In fact, after controlling for baseline depression, researchers found that beta-blocker users demonstrated significantly lower BDI scores 3 months post-MI than nonusers. Based on these results, the authors concluded that clinicians should not be deterred from prescribing beta blockers because the drugs’ benefit in reducing morbidity and mortality in cardiovascular disease greatly outweighs the risk—if any—of new-onset depression associated with beta-blocker use.

Two additional studies reported no significant difference in the incidence of depression between patients who received beta blockers and those who received other antihypertensives or placebo.5,6 Future studies assessing depression among subjects randomized to beta blockers vs placebo would be helpful, though withholding beta blockers in some cardiac conditions is not justifiable, and such studies may not be feasible.

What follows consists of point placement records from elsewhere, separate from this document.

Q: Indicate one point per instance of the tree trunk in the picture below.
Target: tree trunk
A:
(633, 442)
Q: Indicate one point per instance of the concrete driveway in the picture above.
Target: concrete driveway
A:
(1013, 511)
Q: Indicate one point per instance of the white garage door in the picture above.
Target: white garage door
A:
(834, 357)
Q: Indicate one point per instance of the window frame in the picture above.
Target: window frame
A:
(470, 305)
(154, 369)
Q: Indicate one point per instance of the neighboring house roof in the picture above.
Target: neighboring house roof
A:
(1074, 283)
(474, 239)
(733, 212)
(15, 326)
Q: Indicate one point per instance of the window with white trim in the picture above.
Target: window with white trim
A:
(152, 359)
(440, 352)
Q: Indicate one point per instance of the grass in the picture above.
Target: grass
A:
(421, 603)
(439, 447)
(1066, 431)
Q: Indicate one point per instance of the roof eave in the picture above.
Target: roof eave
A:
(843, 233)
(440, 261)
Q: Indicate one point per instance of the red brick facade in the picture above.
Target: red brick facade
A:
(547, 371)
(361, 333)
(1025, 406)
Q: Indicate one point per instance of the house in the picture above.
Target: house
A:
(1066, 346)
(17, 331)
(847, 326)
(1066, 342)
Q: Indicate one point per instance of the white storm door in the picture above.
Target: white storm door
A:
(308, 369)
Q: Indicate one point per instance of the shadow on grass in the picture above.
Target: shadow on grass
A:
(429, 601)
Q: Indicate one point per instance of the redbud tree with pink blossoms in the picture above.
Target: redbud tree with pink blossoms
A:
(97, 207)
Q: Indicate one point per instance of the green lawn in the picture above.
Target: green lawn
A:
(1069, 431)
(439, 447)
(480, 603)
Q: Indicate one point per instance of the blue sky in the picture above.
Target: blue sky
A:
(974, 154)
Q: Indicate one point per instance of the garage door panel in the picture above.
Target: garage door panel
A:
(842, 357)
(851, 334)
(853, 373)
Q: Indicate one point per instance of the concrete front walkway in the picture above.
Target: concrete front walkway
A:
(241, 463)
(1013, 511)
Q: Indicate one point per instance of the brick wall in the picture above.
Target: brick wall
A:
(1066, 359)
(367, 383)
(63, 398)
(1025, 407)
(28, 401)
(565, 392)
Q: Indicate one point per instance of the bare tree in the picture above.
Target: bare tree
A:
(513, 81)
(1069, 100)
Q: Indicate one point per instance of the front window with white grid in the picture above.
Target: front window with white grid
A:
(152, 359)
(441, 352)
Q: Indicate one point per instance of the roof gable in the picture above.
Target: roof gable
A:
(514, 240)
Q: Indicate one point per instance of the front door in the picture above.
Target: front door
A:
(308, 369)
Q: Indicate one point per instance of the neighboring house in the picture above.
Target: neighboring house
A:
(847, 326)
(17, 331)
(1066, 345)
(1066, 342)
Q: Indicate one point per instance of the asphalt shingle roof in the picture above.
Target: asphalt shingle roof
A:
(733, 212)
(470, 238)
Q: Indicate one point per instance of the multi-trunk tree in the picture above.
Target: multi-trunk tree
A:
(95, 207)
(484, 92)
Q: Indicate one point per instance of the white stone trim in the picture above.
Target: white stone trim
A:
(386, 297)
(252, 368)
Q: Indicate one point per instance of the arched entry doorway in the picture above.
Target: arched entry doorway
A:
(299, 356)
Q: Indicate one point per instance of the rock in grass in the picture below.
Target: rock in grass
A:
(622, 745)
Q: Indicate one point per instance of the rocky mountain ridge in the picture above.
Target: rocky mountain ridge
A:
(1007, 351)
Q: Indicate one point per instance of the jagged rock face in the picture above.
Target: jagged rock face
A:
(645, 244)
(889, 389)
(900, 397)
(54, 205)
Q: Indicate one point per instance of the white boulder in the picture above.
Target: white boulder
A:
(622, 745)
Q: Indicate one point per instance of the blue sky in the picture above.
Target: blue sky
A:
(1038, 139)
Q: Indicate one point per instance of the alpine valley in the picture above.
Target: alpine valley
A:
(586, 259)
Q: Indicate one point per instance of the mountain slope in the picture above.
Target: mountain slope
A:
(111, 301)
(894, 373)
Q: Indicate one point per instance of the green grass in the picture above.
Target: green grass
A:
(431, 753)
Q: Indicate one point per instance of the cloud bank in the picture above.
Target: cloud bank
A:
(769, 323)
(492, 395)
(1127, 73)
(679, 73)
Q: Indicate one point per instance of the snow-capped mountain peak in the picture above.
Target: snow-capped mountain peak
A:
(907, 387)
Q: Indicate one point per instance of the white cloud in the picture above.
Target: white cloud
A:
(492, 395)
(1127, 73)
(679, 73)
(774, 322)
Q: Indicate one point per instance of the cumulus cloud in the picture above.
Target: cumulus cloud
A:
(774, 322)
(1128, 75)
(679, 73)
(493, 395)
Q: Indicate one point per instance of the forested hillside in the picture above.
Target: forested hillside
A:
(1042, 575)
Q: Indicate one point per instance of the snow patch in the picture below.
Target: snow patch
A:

Treatment for psychiatric patients

Evidence supports beta-blocker use in coronary artery disease and congestive heart failure. Although patients with these conditions are at increased risk for developing depression,7 there is little evidence that their risk will be further increased by adding beta blockers (Table),3-6 Although patients taking beta blockers report a higher incidence of fatigue and sexual side effects—which could be interpreted as related to depression—studies do not support an association between these medications and depression. As with any medication, initiate beta-blocker therapy with the lowest possible dose and titrate slowly to minimize side effects. Any patient who develops signs and symptoms of major depression should be thoroughly evaluated and treated with appropriate psychotherapy, psychotropics, and careful monitoring.